Big Tech expected to ‘circumvent’ UK digital services tax, MPs warn

The world’s largest tech companies are expected to “circumvent” the British government’s special tax on digital companies before new international rules are implemented, MPs have warned.

In a report published on Tuesday, the House of Commons public accounts committee found that the digital services tax raised £358mn from 18 companies in its first year — 30 per cent more than expected. But it warned the “successful implementation” of the levy in 2020-21 was unlikely to continue.

It said that, since implementation of an international tax deal — set to replace the levy — was likely to be delayed, it expected companies would use “the huge resources and expertise at their disposal to circumvent” the digital services tax.

“While there may be no evidence of active tax avoidance or evasion by businesses to date, this may change if the life of the digital services tax is extended,” the report, which did not name any companies, concluded.
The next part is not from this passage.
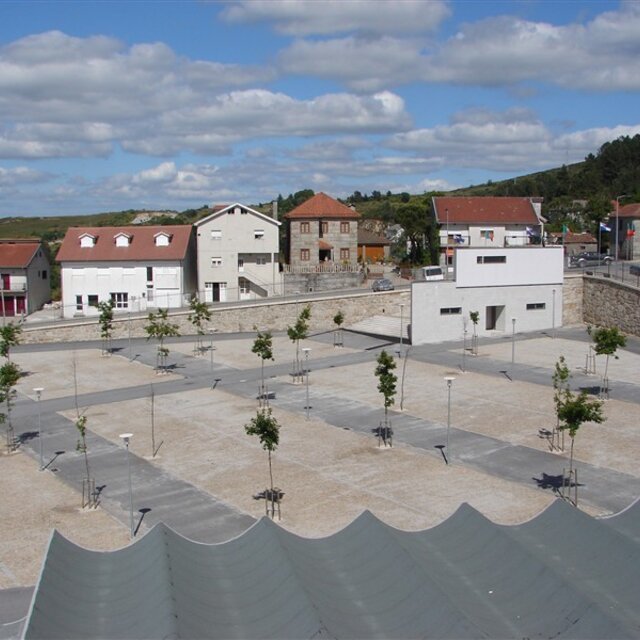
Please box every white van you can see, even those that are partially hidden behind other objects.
[420,266,444,281]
Ministers brought in the new digital services tax in 2020 as a temporary measure to address concerns that tech companies were declaring low profits in the UK by diverting profits made on UK sales to other countries with lower corporate tax rates.

Other countries, such as France, Spain, Italy and Turkey, implemented similar measures. Most, including the UK, have said they would repeal the levy once an OECD agreement, which would allow countries to tax an element of the largest multinationals’ profits where they make their sales, is implemented.
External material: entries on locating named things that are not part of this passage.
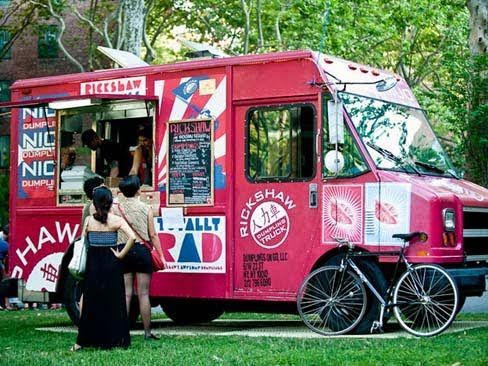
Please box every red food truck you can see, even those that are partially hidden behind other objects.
[0,51,488,332]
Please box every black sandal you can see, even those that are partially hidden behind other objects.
[144,333,161,341]
[69,344,83,352]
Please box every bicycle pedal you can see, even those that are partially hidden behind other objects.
[369,320,384,334]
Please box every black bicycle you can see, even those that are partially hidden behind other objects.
[297,232,459,337]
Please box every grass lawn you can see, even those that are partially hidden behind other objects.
[0,310,488,366]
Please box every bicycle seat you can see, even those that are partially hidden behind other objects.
[391,231,421,241]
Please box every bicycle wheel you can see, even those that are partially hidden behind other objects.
[393,264,459,337]
[297,266,367,335]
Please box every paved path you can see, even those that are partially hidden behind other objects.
[37,320,488,339]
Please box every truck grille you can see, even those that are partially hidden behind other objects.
[463,207,488,261]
Although the process is progressing at the Paris-based international organisation, there are few signs that the US Congress will ratify any agreement even if the Biden administration were to sign up.

Sarah Olney, the Liberal Democrat MP who led the PAC inquiry, said: “We were very pleased to see [HM Revenue & Customs] finally getting to grips with the realities of taxing multinational corporations . . . But [HMRC] needs to up its game on compliance — especially across jurisdictions — about how the tax will actually operate, over what will probably be years more before a proper international tax is fully operational.”

Neil Ross, associate director of policy at industry group TechUK, rejected the report’s suggestion that businesses would seek to find ways to circumvent the tax as “surprising and unfounded”. He added: “From our perspective, companies are trying to get clarity and information out of HMRC in order to comply. But HMRC was very slow and not effectively resourced.”

But he agreed that the tax was a “second-best option . . . Political attention should be focused on getting the OECD framework agreed.”

The Treasury and HMRC also dismissed the PAC’s warning that companies would circumvent the tax, saying it was relatively easy to operate. Officials said the tax system also had other ways, including the diverted profits tax, to ensure tech giants paid their fair share.

“The digital services tax has proved highly effective at taxing the UK revenues made by online businesses ahead of new international rules,” HMRC said. It added that it had “an extremely strong track record on multinational tax compliance”.